Music Library Analysis, or: “Put Your Records On”
Summary of Deliverables
By the end of HW04, here’s what you’ll need to submit to Gradescope:
SongAnalysis.java
readme_songs.txt
0. Getting started
All files should be available for you in the “Music Library Analysis” assignment on Codio. If you need to download starter files or song library files, you can do so here.
A. Goals
When we use services like Spotify, Apple Music, or Pandora to stream music, we authorize them to collect and store data about us as individuals. This data includes the information we provide directly and the statistics we generate through our listening behavior, which are fairly straightforward and are given with some degree of informed consent. The data they keep on users also includes guesses they make about our behavior. To quote from Spotify’s Privacy Policy, the data they store on each user includes “inferences (i.e., our understanding) of your interests and preferences based on your usage of the Spotify Service.” These inferences have some straightforward uses that benefit us as users, like improving personal recommendations for new music or building procedurally generated playlists. On the other hand, these assumptions that they make about users are also used to sell advertisements on the platform—advertisements that are sometimes personalized to appeal directly to individual users.
This model of data collection is firmly entrenched nowadays, and it has considerable advantages and drawbacks for us as users of these platforms. We benefit from better curation and more efficient delivery of information, but we often have little choice but to offer our personal data up in exchange for commonly desired goods & services.

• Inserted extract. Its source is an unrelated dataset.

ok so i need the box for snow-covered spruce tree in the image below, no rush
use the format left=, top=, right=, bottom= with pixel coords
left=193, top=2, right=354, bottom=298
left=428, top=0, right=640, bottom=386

There are two primary aims of this assignment. The first is the straightforward learning goal of helping you build skills in Data Science. The second is to allow you to practice these skills on data that’s unique to you, giving you some insight into the kinds of inferences that services like Spotify might make about you.
B. Background
For this assignment, you will be writing functions that answer questions about a Spotify user’s taste based on their Liked Songs collection. You can download your own Spotify data using this tool if you want to run your code on your own music library. If you don’t have Spotify, or if you don’t want to use your own data, that’s fine too. You can do your analysis on the provided example files.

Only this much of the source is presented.